Ces cortèges respectifs, avec des personnages aux masques inquiétants, gueules enfarinées, colliers d’œufs ou avec un chapeau pointu pour Carnaval. Dispersés tout autour,  aveugles et estropiés, mendiants, danseurs, musiciens, joueurs de cartes ou aux dés… Olivia Granville sait traduire ce foisonnement de corps et de visages, avec dix danseurs, tous formidables, qui  vont, une heure durant, figurer tour à tour les quelque cent soixante personnages du tableau. Les interprètes réagissent aux consignes qu’on leur donne à voix haute, puis grâce à un casque audio, vont obéir aux ordres murmurés à l’oreille.

Olivia Grandville poursuit ici une démarche déjà éprouvée dans Foules, son précédent spectacle, réalisé avec cent amateurs… «Il s’agit, dit-elle, de l’exploration d’une écriture, qui offre à voir une partition créée à l’oreille. Une pièce portée par la question du rythme, et un dispositif scénique pensé comme une installation. Faire avec ce qui advient, c’est à dire, au fond, tout ce qui est la réalité d’un spectacle définitivement vivant, irréductible à quelques pré-texte, ou sous texte que ce soit. Et au bout de la chaîne, un spectacle plus vivant que vivant (…).  Encore une fois, tenter la danse : «le perpétuel engendrement de la forme par les mouvements des corps », et, foisonnante ou minimale, la laisser parler. »

Une formidable énergie anime le plateau, dans un désordre organisé qui jamais ne tourne à vide. Les danseurs, aux physiques contrastés, incarnent à merveille les personnages populaires de cette fête villageoise. Avec des mimiques et une gestuelle toujours renouvelées, avec leur corpulence ou leur maigreur, ils dessinent un tableau sans cesse recomposé, au rythme soutenu de la danse. Narratif, expressionniste réaliste ou abstrait… Olivia Grandville a offert à ces Rencontres chorégraphiques un magnifique bouquet final !

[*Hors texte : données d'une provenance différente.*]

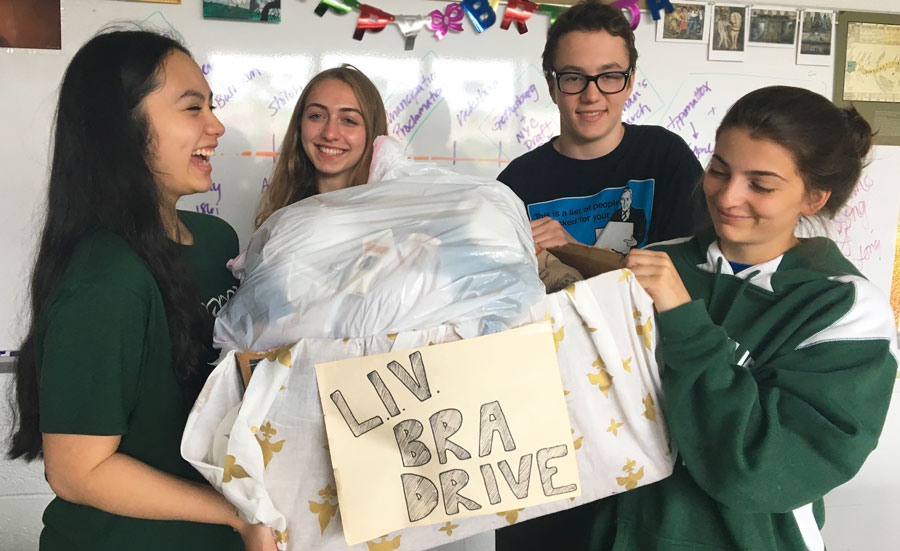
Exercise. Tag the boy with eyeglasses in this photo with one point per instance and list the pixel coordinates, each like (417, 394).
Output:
(573, 185)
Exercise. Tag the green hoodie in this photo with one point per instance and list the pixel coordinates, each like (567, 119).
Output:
(777, 382)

It’s Time chorégraphie d’Albert Quesada, Federica Porello, Zoltán Vakulya, composition musicale d’Octavi Rumbau

It’s time est né, selon la note d’intention, « d’un intérêt partagé par le danseur et chorégraphe Albert Quesada et la compositrice Octavi Rumbau pour la manière dont les spectateurs perçoivent le temps, quand ils regardent une pièce ».

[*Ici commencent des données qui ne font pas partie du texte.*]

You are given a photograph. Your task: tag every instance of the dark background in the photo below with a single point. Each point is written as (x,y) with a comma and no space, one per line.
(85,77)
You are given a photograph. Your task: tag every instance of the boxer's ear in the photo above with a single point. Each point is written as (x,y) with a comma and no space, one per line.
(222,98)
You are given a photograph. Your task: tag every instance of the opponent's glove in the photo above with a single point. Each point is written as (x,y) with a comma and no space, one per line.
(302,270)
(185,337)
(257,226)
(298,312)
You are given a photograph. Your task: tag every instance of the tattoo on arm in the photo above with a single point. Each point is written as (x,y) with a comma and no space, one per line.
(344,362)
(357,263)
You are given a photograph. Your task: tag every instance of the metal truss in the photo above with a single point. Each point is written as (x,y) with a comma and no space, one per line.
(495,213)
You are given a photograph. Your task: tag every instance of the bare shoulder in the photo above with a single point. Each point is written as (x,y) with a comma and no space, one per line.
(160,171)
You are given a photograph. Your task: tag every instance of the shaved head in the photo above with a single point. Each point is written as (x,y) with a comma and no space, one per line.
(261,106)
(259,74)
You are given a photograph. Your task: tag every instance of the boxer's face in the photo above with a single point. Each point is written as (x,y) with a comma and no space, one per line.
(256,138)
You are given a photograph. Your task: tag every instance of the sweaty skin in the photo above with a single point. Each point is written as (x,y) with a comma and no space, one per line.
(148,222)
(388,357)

Trois danseurs vont, une heure durant, se confronter aux musiciens regroupés au centre du plateau sous un dais de tulle noir. Un violon, un violoncelle, un alto et un vibraphone emplissent l’espace de sonorités étouffées et.. pas toujours harmonieuses. Octavi Rumbau contracte puis étire le temps de manière cyclique, et Albert Quesada, Federica Porello, Zoltán Vakulya s’amusent à traduire cette musique, en décomposant les mouvements à l’extrême et en alternant rythmes lents et rapides.

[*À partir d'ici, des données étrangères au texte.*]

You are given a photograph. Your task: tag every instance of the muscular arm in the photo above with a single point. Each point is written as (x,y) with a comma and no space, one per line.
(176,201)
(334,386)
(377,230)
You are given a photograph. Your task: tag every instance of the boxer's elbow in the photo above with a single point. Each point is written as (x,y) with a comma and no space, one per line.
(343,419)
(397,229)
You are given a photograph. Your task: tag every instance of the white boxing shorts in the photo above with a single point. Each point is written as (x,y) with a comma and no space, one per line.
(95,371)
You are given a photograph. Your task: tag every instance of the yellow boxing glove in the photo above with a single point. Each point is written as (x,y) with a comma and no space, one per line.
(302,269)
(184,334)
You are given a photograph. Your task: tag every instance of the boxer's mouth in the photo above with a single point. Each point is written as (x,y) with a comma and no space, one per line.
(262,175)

Cette création, soporifique voudrait jouer sur la perception du temps mais distille un remarquable ennui et prive de danse ses interprètes… comme le public.

Mireille Davidovici

Spectacles vus le 16 juin au Nouveau Théâtre de Montreuil, 10 place Jean Jaurès, 93100 Montreuil. T. : 01 48 70 48 90.

* Le Combat de Carnaval et de Carême de Claude Gaignebet, Annales. Économies, Sociétés, Civilisations, 1972,  vol. 27, no 2,‎ 1972, p. 313-345 (lire en ligne)

* Le tableau se trouve au Kunsthistorisches Museum de Vienne (Autriche).